Ring Buffer and Batch Flushing

Architecture

GOVERN Probe uses a ring buffer + batch flush pattern to transmit telemetry without adding latency to the inference path.

Inference arrives
      │
      ▼
Proxy to upstream ──────────────────────────────▶ Model API
      │
      ▼ (concurrent, non-blocking)
Score the response
      │
      ▼
Push event to ring buffer
      │
      └── Ring buffer background thread
              │
              ├── Every 5 seconds (or when batch is full):
              │       Pull up to 50 events
              │       POST /api/govern/probe/telemetry
              │       On success: remove from buffer
              │       On failure: retry up to 3 times
              │       On max retries: drop + log
              │
              └── Buffer full (1000 events):
                      Drop oldest events
                      Increment govern_telemetry_dropped_total counter

Ring buffer

The ring buffer holds scored inference events in memory until they are flushed:

Parameter	Default	Description
`ring_buffer_size`	1000	Maximum events held before dropping
`flush_interval_ms`	5000	Flush interval in milliseconds
`batch_size`	50	Events per flush batch

When the buffer fills (network outage, GOVERN platform unavailable), the oldest events are dropped. This ensures the Probe never consumes unbounded memory.

Flush behavior

A flush is triggered by either:

The flush timer fires (default: every 5 seconds)
The batch reaches batch_size events

Whichever occurs first triggers a flush. Under high load, flushes happen more frequently due to batch fills.

Retry logic

Failed flushes are retried with exponential backoff:

Attempt	Wait
1st retry	1 second
2nd retry	2 seconds
3rd retry	4 seconds
Drop	After 3 retries, events are dropped

Dropped events are counted in govern_telemetry_dropped_total. If this counter is rising, check:

Network connectivity to api.govern.archetypal.ai
API key validity
Probe container outbound firewall rules

Configuration

telemetry:
  flush_interval_ms: 5000      # default: 5000
  batch_size: 50               # default: 50
  ring_buffer_size: 1000       # default: 1000
  max_retries: 3               # default: 3
  retry_backoff_ms: 1000       # default: 1000

Tuning for high-throughput applications

For applications making >100 inferences per second, increase the ring buffer and batch size:

telemetry:
  ring_buffer_size: 5000
  batch_size: 200
  flush_interval_ms: 2000

This reduces flush frequency and network overhead.
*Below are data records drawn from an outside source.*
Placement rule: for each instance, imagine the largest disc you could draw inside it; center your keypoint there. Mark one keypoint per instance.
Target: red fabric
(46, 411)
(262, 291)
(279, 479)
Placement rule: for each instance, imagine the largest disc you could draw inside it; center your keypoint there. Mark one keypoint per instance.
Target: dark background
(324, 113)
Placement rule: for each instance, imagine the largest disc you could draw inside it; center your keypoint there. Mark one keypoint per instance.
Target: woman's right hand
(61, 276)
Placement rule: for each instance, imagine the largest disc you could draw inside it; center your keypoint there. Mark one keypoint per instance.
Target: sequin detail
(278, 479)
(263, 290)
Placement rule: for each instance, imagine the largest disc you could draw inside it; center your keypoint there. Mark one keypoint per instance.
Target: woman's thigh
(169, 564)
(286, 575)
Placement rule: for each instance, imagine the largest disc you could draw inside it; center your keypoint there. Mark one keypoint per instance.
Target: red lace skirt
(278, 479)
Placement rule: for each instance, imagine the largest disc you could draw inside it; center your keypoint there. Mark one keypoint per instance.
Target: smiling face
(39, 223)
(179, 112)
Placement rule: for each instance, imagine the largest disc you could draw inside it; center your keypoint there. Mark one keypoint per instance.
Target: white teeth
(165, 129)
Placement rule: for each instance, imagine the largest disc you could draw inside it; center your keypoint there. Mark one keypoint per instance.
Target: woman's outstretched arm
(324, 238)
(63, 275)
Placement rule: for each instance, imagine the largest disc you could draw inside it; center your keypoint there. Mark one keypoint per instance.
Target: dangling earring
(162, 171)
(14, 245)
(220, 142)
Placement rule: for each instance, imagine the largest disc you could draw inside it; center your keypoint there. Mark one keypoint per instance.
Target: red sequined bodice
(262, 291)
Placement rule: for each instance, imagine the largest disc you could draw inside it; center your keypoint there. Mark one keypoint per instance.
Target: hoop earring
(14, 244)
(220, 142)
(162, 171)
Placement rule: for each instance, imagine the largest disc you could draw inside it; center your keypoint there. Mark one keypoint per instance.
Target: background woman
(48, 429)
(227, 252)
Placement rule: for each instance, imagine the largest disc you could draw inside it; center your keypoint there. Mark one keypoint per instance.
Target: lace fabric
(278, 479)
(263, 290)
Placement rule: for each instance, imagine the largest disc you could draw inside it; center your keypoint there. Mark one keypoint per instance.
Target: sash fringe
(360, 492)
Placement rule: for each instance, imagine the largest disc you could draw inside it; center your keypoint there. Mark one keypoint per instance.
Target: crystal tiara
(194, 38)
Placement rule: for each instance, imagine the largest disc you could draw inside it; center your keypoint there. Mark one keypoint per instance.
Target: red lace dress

Monitor govern_telemetry_batches_flushed_total and govern_telemetry_events_per_batch_avg to find the optimal balance.

Telemetry payload

Each event in a batch contains:

{
  "event_id": "evt_01HXYZABC",
  "probe_id": "probe-production-1",
  "org_id": "org_xxxx",
  "timestamp": "2026-04-12T14:23:01.432Z",
  "model": "claude-sonnet-4-20250514",
  "provider": "anthropic",
  "latency_ms": 2134,
  "input_tokens": 847,
  "output_tokens": 312,
  "scores": {
    "security": 0.02,
    "bias": 0.01,
    "accuracy": 0.91,
    "drift": 0.04,
    "cost": 0.08
  },
  "action": "pass",
  "flags": [],
  "metadata": {
    "environment": "production",
    "app_version": "2.1.0"
  }
}

When telemetry.include_content is true, the payload also includes request_content and response_content fields.